The History and Origins of Harvest Home

If you feel like carousing, perhaps you should visit the little, Somerset village of East Brent on 24th August this year, 2018.  The Harvest Home celebrations began there on the 3rd September 1857 and were inaugurated by archdeacon George Denison, who decided the working people needed an official holiday and knees-up.  It wasn’t until 1861 that the Church of England recognised Harvest Home as a fixture in the Church calendar.  These days the celebration isn’t as riotous as in days of yore, nor is the number of attendees as large; in the early days, crowds of up to 6,000 merrymakers joined in and the festival lasted for several days.  Before the Second World War, in 1938, 1,400 people were expected.  Compare these figures with 2017, when a mere 400 people attended.

The 1938 Harvest Home included the following ingredients (loosen your belts now):  1,080lbs of meat, 150 quarterns (a quartern = 4lbs) of bread, a giant cheese, so heavy that four men carried it on a trencher, 120 gallons of beer and 60 gallons of cider.  There were to be 100 ‘Christmas’ puddings and these were cooked by one Mrs Elizabeth Edwards, who had performed this chore for 33 years.  The ingredients for this included 65lbs of suet and 60lbs of flour, not to mention all the fruit, etc. 

In 1957, there was 120lb cheddar cheese to be consumed and a 6’ x 2’ harvest loaf, which was borne aloft on the shoulders of six men. 

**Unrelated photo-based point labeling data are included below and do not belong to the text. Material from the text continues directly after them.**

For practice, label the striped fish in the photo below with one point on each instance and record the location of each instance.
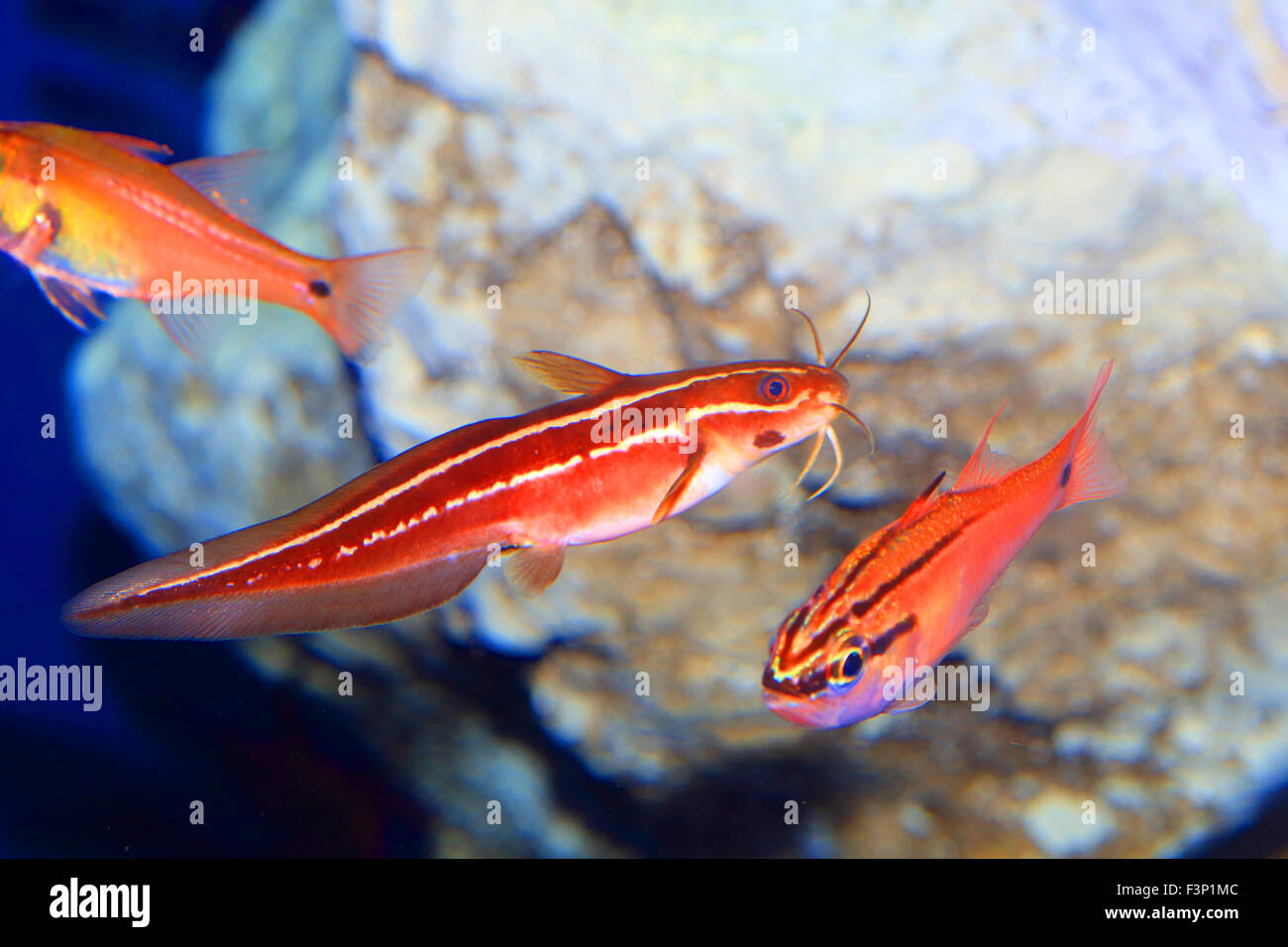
(915, 587)
(626, 453)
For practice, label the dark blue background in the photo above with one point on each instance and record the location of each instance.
(179, 722)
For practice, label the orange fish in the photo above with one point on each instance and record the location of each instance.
(91, 211)
(915, 587)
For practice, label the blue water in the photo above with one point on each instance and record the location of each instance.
(178, 723)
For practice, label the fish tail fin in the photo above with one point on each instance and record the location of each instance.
(1093, 472)
(150, 600)
(366, 291)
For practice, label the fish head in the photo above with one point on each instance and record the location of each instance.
(828, 668)
(758, 408)
(21, 191)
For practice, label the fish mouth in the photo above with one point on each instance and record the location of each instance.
(798, 688)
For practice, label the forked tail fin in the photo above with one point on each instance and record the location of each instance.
(366, 291)
(1093, 474)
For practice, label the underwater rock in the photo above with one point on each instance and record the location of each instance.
(647, 189)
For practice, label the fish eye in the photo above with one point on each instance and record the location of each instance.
(848, 668)
(774, 388)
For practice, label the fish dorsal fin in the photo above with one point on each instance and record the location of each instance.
(140, 147)
(986, 466)
(231, 182)
(566, 373)
(921, 505)
(532, 569)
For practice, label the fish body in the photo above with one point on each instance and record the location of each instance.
(915, 587)
(410, 534)
(91, 211)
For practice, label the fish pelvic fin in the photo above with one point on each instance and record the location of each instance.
(533, 569)
(365, 291)
(566, 373)
(76, 303)
(1091, 474)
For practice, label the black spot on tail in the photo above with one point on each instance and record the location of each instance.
(768, 438)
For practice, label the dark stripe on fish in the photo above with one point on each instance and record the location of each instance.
(881, 644)
(866, 604)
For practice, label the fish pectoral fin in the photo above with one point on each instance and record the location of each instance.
(140, 147)
(35, 237)
(918, 506)
(75, 303)
(905, 706)
(677, 491)
(235, 183)
(566, 373)
(533, 569)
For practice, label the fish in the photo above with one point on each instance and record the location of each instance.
(621, 455)
(94, 213)
(919, 585)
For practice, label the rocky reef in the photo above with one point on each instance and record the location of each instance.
(649, 189)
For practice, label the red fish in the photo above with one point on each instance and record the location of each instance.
(915, 587)
(412, 532)
(91, 211)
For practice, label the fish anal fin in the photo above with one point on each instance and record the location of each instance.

East Brent’s Harvest Home is the oldest surviving, communal harvest home in Somerset and today is not sexist as it was in its infancy.  In the past there was a separate celebration for men and women, with the women, naturally, drawing the short straw.  The men’s celebration was held the day before the women’s and the quantities of food and drink consumed by the menfolk were both greater and more varied.

Many an errant husband must have slept it off in a ditch, too drunk to wend his way home.  The old reprobate could have saved himself from a night of discomfort in the hedgerows if he had snuggled down on one of our comforting Sheepland Bed Throws. Perhaps the famous harvest hymn, ‘Come ye thankful people, come’, which was written for the East Brent festivities by Dean Alford, a Somerset native, would have been ringing in his ears on awakening; or perhaps just the ringing of a hefty clout, landed by his wife, for being such a dirty, little stop-out.

In the old days, the women’s genteel carousal consisted of tea, bread and butter, ham, cake and ‘other good things’, which, we are informed, ‘were soon made use of in a truly interesting manner’. We have been wondering about this ….  If anyone has any ideas, please keep them to yourself.

Today, the occasion still commences with a church service, then lunch, tea, children’s entertainment and sports for all.  The event is no longer free and tickets must be purchased.  The surplus food is auctioned off later in the afternoon.